ところが、売上とは違い、支払ったものは、全てが経費として認められるわけではないのです。

これは、個人医院でも、医療法人でも同じです。
ではなぜ、支払ったものが経費にならないのでしょうか?

あなたが、今年、個人医院で開業したとします。
医院の内装、駐車場の設備、医療機器、コピー機やパソコン、レセコンなどの事務機器などで、5000万円をかけたとします。

それ以外にも、待合室のソファや机などの家具を買い、パンフレットも作りました。開業直前には、内覧会を行い、新聞の折込チラシをまき、駅には広告を出して、大きな看板も作りました。

さらにスタッフを雇うために、求人広告費用も何度も出したことで、合計で初期費用が2000万円かかりました。
医業収益は、開業の初年度はそれほど上がらず、しかも5月に開業したので1年間もなく、12月までの8か月間で2000万円になったとします。

医業収益

2000万円

設備投資

5000万円

経費

2000万円

給料

1000万円

損失

▲6000万円

初年度は、大赤字で-6000万円になりました。

翌年は2年目で患者も増えて、1年間フルに医院を稼働できたので、医業収益は4000万円を達成できました。それに比例して、経費も1年分となりました。(開業費用はかかりませんでしたが)給料も1年間分となり、かつ少し上げたことで2000万円を使ったとします。

医業収益

4000万円

経費

2000万円

給料

2000万円

損失

0円

2年目も利益は発生しませんでした。

3年目は、医院経営や病院経営が軌道に乗り、口コミの患者もかなり増えて、医業収益は8000万円を達成できました。
ただスタッフを増員したことで、給料は3000万円を使ったとします。

医業収益

8000万円

経費

3000万円

給料

3000万円

利益

2000万円

1年目の損失

▲6000万円

個人医院の場合、赤字になったら、それは翌年以降3年間の利益と通算できます。
そのため、3年目に2000万円の利益が出ても、1年目の損失と通算するとマイナスになるため、所得税はかからないことになります。

4年目、ここでついに、医業収益は1億円を突破しました。

医業収益

1億円

経費

3000万円

給料

3000万円

利益

4000万円

1年目の損失

▲4000万円

3年目で1年目の損失の一部を使ったので、4000万円しか残っていませんでしたが、結果的にこの年も通算すると利益はゼロになり、所得税はゼロになってしまいます。
どうですか? これって、正しい利益の計算方法だと思いますか?

もちろん、間違っています。
どこが?

それは、1年目にいきなり設備投資の5000万円を経費として処理したところです。

「でも、お金を実際に支払ったのだから・・・」と主張するかもしれません。
最初に言ったとおり、お金を支払っても、すべてが経費になるわけではないのです。

理由は、医院の内装や医療機器、事務機器は、医業収益を上げるために使われるものです。
そのため、医業収益に対応させて、経費を計上するのがスジというわけです。

医院の内装や医療機器、事務機器は減価償却費と呼ばれる方法で、数年間から数十年間にわたって、経費になります。

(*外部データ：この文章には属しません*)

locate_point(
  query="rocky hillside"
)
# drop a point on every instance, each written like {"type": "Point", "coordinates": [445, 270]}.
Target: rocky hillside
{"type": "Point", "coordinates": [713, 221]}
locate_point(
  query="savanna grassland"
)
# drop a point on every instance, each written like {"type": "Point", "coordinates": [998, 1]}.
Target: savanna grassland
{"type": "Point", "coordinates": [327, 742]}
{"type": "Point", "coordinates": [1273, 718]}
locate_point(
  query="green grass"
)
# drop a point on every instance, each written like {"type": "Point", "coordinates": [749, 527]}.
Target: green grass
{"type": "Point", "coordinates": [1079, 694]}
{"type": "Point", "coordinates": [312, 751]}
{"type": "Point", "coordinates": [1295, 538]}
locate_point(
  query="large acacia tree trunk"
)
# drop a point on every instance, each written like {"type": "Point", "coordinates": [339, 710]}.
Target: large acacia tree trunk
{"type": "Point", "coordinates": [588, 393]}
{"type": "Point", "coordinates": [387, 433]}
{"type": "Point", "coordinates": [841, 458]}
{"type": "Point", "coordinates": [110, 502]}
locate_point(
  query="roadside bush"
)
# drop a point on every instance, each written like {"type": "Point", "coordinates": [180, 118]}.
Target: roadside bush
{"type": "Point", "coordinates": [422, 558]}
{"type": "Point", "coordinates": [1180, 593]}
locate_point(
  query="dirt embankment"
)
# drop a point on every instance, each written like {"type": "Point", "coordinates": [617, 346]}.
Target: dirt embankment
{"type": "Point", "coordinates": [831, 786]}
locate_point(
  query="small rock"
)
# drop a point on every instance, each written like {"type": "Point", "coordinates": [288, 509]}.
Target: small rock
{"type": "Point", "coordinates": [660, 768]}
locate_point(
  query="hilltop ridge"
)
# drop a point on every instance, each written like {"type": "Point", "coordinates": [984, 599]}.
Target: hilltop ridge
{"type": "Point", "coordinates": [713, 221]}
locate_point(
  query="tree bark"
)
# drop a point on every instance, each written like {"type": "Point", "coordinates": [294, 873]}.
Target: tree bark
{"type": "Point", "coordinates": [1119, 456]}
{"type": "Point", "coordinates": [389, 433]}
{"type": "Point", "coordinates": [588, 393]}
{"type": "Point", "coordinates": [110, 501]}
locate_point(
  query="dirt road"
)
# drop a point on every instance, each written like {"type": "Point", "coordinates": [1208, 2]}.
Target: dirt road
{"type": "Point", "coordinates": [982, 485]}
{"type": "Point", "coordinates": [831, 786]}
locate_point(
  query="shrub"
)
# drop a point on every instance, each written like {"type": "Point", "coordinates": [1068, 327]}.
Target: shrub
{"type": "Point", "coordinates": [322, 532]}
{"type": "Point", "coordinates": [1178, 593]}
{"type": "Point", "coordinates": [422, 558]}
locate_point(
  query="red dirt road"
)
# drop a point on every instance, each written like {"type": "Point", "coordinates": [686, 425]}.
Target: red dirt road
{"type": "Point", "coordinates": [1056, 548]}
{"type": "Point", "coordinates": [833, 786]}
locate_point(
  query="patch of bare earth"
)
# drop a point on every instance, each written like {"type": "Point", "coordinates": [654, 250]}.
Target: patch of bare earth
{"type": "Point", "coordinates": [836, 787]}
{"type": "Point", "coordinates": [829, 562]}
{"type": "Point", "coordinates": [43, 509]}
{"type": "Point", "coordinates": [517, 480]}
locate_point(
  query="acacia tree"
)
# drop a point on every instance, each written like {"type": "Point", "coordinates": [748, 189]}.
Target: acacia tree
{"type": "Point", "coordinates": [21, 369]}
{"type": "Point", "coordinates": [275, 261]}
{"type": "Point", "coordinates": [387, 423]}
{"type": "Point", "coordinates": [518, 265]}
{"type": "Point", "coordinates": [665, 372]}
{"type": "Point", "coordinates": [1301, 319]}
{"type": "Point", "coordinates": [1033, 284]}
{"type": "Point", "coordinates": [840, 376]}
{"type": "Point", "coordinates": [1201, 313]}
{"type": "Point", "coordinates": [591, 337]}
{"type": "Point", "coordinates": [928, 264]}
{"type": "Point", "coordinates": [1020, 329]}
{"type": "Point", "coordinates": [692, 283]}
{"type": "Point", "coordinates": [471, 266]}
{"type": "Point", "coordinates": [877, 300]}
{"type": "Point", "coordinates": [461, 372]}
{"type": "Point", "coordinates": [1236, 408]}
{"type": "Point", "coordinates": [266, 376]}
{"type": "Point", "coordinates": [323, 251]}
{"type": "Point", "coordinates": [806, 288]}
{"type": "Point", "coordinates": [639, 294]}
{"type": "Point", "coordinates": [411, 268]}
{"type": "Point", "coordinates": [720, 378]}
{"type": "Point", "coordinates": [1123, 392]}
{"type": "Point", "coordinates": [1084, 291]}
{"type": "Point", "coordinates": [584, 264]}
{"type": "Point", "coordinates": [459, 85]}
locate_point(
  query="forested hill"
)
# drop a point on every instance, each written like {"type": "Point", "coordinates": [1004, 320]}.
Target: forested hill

「じゃ、何年間で償却するかというのは、誰が決めるのか?」
と思うかもしれませんが、税法で決められているのです。

医院の内装や医療機器、事務機器の種類によって、細かく決められています。
自分で自由に決定できたら、先ほどと同じように経費を最初に、できるだけ多く出して、所得税を支払わないようにできてしまいます。

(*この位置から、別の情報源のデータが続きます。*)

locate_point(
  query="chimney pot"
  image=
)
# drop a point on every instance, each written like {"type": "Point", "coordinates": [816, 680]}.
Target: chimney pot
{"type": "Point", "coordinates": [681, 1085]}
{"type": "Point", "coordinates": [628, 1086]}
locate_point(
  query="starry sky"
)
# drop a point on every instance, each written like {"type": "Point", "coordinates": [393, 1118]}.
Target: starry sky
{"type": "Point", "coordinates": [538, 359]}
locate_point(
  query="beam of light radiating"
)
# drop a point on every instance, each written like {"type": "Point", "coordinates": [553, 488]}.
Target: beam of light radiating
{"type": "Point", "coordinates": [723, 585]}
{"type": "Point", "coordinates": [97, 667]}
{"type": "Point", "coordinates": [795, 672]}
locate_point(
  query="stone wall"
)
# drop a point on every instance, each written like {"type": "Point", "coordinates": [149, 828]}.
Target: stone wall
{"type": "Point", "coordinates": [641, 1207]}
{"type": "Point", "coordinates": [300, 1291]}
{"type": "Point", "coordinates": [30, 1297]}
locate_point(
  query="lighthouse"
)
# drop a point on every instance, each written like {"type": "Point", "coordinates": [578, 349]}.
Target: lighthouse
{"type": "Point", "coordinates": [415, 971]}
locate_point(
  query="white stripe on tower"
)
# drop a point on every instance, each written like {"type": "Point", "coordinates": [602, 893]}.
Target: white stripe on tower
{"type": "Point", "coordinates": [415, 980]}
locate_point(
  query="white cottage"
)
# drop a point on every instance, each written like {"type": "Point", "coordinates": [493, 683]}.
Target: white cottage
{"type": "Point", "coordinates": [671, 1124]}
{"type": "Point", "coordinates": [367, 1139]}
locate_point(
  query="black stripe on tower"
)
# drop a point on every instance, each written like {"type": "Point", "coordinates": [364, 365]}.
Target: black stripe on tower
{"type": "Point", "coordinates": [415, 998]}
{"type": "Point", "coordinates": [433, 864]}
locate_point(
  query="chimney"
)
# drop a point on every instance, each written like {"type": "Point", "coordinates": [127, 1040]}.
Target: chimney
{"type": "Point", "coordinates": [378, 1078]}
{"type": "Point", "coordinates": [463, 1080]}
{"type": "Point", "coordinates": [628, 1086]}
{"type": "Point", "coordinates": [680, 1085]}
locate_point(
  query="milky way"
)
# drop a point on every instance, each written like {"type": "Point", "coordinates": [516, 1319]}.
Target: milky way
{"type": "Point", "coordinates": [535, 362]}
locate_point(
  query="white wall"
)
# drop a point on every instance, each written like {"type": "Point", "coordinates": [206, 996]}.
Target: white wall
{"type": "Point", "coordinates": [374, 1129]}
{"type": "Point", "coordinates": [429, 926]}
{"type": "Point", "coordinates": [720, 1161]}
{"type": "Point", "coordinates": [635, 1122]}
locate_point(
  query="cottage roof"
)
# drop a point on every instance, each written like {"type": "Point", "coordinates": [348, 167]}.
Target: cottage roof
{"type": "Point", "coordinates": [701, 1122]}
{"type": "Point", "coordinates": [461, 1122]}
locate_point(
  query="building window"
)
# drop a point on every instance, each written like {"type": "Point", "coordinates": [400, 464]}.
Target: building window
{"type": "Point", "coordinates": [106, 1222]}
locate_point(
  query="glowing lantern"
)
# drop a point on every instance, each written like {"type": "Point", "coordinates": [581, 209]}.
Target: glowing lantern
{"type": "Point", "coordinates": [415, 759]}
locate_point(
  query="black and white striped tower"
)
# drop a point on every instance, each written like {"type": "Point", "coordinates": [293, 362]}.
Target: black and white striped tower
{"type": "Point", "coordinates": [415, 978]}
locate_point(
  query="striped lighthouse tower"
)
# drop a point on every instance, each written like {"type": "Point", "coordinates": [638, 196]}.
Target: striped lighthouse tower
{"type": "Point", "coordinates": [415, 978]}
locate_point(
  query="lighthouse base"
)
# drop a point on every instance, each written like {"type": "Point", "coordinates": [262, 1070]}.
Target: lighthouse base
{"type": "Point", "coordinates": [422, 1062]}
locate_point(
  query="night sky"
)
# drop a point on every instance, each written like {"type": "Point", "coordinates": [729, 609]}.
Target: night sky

ここで重要なことは、その資産、例えば医療機器が実際に使える期間が5年であったとしても、税法で8年と決められていたら、8年に渡って償却することになるのです。

逆に、税法で4年と決められていて、実際に使える5年よりも短くなっていることもあります。
つまり、実際に使える期間と税法で決められた期間は、まったく違うということです。
その医療機器の使い方、患者のために使う頻度、保守状況によって機器の寿命は変わってきます。そこまで、個別に対応はしないということなのです。

ここで、もう一度、疑問がわきませんか?

院長先生が使っているボールペンやパソコンなどは、どうなるのでしょうか?
医療機器でも安いものから、高いものまであります。

税法でも、安いものまで減価償却すると煩雑になりすぎるので、10万円以上のものは減価償却しなければいけないと決めたのです。ただし、現在は特例で個人医院であれば、30万円未満の資産は、その年の経費にしてよいことになっています。

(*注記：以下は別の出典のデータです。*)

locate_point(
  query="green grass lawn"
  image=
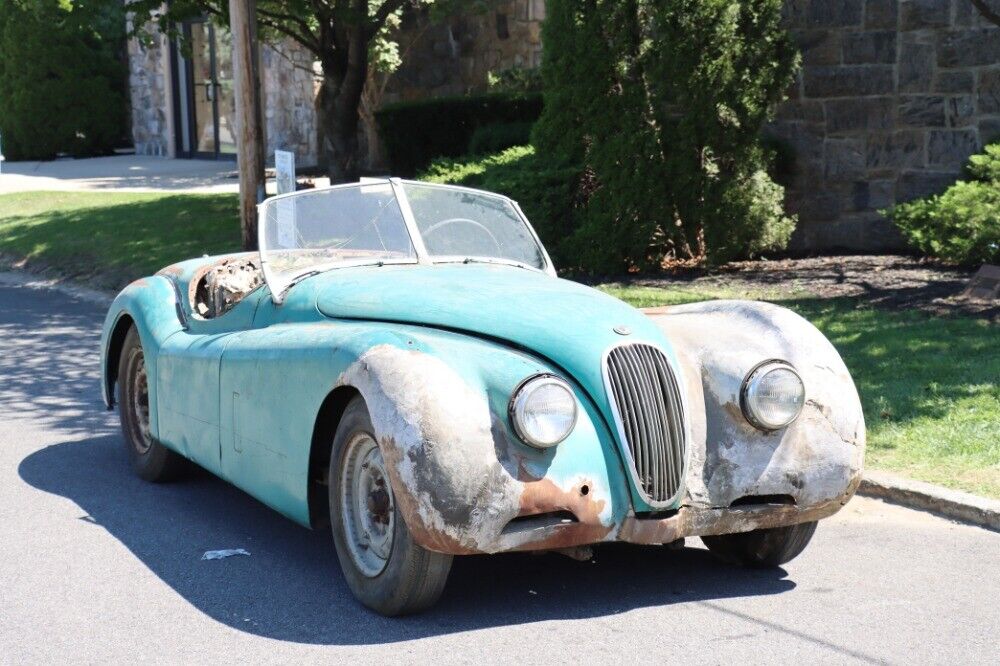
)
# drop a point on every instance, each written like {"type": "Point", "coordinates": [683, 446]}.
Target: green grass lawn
{"type": "Point", "coordinates": [112, 238]}
{"type": "Point", "coordinates": [930, 386]}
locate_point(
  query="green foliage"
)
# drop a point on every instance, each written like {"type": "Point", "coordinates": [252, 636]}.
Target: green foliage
{"type": "Point", "coordinates": [515, 79]}
{"type": "Point", "coordinates": [501, 136]}
{"type": "Point", "coordinates": [414, 133]}
{"type": "Point", "coordinates": [62, 78]}
{"type": "Point", "coordinates": [544, 190]}
{"type": "Point", "coordinates": [961, 225]}
{"type": "Point", "coordinates": [661, 103]}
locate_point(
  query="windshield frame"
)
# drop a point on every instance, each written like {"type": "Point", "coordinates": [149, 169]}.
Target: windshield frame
{"type": "Point", "coordinates": [423, 256]}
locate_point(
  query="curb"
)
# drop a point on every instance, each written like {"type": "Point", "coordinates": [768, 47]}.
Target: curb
{"type": "Point", "coordinates": [21, 278]}
{"type": "Point", "coordinates": [945, 502]}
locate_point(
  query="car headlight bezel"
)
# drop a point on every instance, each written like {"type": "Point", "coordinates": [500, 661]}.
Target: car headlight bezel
{"type": "Point", "coordinates": [749, 393]}
{"type": "Point", "coordinates": [520, 401]}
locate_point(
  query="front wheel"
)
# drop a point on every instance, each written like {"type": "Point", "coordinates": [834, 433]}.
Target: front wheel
{"type": "Point", "coordinates": [384, 568]}
{"type": "Point", "coordinates": [762, 548]}
{"type": "Point", "coordinates": [151, 460]}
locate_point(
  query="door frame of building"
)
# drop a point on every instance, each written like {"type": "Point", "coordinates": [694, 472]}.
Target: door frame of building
{"type": "Point", "coordinates": [183, 87]}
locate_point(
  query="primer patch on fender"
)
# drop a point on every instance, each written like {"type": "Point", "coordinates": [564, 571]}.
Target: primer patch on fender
{"type": "Point", "coordinates": [441, 451]}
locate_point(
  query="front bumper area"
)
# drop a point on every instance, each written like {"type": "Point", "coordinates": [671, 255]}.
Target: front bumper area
{"type": "Point", "coordinates": [689, 520]}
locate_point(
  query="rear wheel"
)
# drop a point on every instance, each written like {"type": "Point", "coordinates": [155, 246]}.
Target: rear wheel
{"type": "Point", "coordinates": [151, 460]}
{"type": "Point", "coordinates": [384, 568]}
{"type": "Point", "coordinates": [762, 548]}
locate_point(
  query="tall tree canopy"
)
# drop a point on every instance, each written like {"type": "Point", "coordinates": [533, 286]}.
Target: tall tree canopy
{"type": "Point", "coordinates": [661, 102]}
{"type": "Point", "coordinates": [62, 78]}
{"type": "Point", "coordinates": [347, 38]}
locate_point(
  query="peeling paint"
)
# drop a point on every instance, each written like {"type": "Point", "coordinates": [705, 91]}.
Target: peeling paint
{"type": "Point", "coordinates": [814, 459]}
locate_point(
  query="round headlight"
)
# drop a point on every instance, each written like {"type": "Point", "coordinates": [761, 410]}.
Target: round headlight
{"type": "Point", "coordinates": [773, 395]}
{"type": "Point", "coordinates": [543, 411]}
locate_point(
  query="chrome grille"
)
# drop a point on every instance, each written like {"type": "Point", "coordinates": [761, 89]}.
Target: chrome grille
{"type": "Point", "coordinates": [650, 417]}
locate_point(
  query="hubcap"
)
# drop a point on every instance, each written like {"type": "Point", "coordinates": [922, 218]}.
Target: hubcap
{"type": "Point", "coordinates": [140, 407]}
{"type": "Point", "coordinates": [367, 505]}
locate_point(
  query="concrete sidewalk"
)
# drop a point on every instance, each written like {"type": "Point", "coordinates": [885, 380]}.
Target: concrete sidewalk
{"type": "Point", "coordinates": [120, 173]}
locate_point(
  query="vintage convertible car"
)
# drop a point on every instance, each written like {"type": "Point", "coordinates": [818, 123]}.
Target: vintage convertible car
{"type": "Point", "coordinates": [401, 362]}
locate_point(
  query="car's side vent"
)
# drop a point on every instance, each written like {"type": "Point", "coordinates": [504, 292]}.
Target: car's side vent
{"type": "Point", "coordinates": [650, 419]}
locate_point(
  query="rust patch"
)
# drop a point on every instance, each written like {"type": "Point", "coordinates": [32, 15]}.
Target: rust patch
{"type": "Point", "coordinates": [706, 521]}
{"type": "Point", "coordinates": [545, 496]}
{"type": "Point", "coordinates": [173, 270]}
{"type": "Point", "coordinates": [423, 534]}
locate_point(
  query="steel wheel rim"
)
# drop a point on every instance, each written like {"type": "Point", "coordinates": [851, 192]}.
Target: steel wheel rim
{"type": "Point", "coordinates": [367, 505]}
{"type": "Point", "coordinates": [142, 440]}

だから、ボールペンはもちろん、パソコンも含めて医院の内装や医療機器以外は、その年の経費になるはずです。
ただ、これは見える資産についてです。

実は、税法では、「見えない資産についても、減価償却しろ」と決めているのです。

個人医院を開業するときには、医師会に入会します。(最近は、入会しない先生もいますが)
この医師会への入会金も、1年間だけではなく、将来の医業収益を稼ぐためのものです。
これって、永久に稼ぐために必要なのでは?と思ったかもしれません。

ただ、資産の場合と同じで、実際に利益を発現させる期間とは全く関係なく、税法で勝手に償却する期間が決められているのです。

  • 【1】 医師会入会金は、5年間で償却する
  • 【2】 医師会館の建設負担金は、10年間で償却する

資産と同じで、あまりに金額が小さいものまで償却するとなると、煩雑です。
そこで20万円未満ならば、償却せずに、お金を支払ったときに、1度に経費にできることになっています。

なぜ、私がこんな話をしたのでしょうか?

それは医院の内装、医療機器、事務機器が経費にならないとすれば、お金は支払ったのに、利益が出てしまうのです。
その利益に税金がかかります。

先ほどの事例で、毎年の減価償却費が300万円だと仮定して計算してみましょう。

 

1年目

2年目

3年目

4年目

医業収益

2000万円

4000万円

8000万円

1億円

経費

2000万円

2000万円

3000万円

3000万円

減価焼却費

300万円

300万円

300万円

300万円

給料

1000万円

2000万円

3000万円

3000万円

利益

-1300万円

-300万円

1700万円

3700万円

繰り越した赤字

-1300万円

-1600万円

-1600万円

0円

所得税

   

30万円

1500万円

ここで間違ってはいけないことは、利益は出ていますが、お金はないことです。

このような所得税の支払いも見越して、最初に運転資金を銀行から借りておかなければ、資金繰りに苦しむことになります。

この減価償却費を事前に計算して、資金繰りを知っておくことが大切です。
しかも、毎年、医業収益は変動します。その都度、計算しなおしましょう。

このとき、医療機器や事務機器をリースで買うならば、このような資金繰りに頭を悩ませません。
ただ、リース料には金利も含まれているので、銀行から借りて買う場合と、よく比較しましょう。

そして、所得税はこれからずっと上がっていくことも忘れてはいけません。
ぎりぎりの運転資金ではなく、余裕を持ちましょう。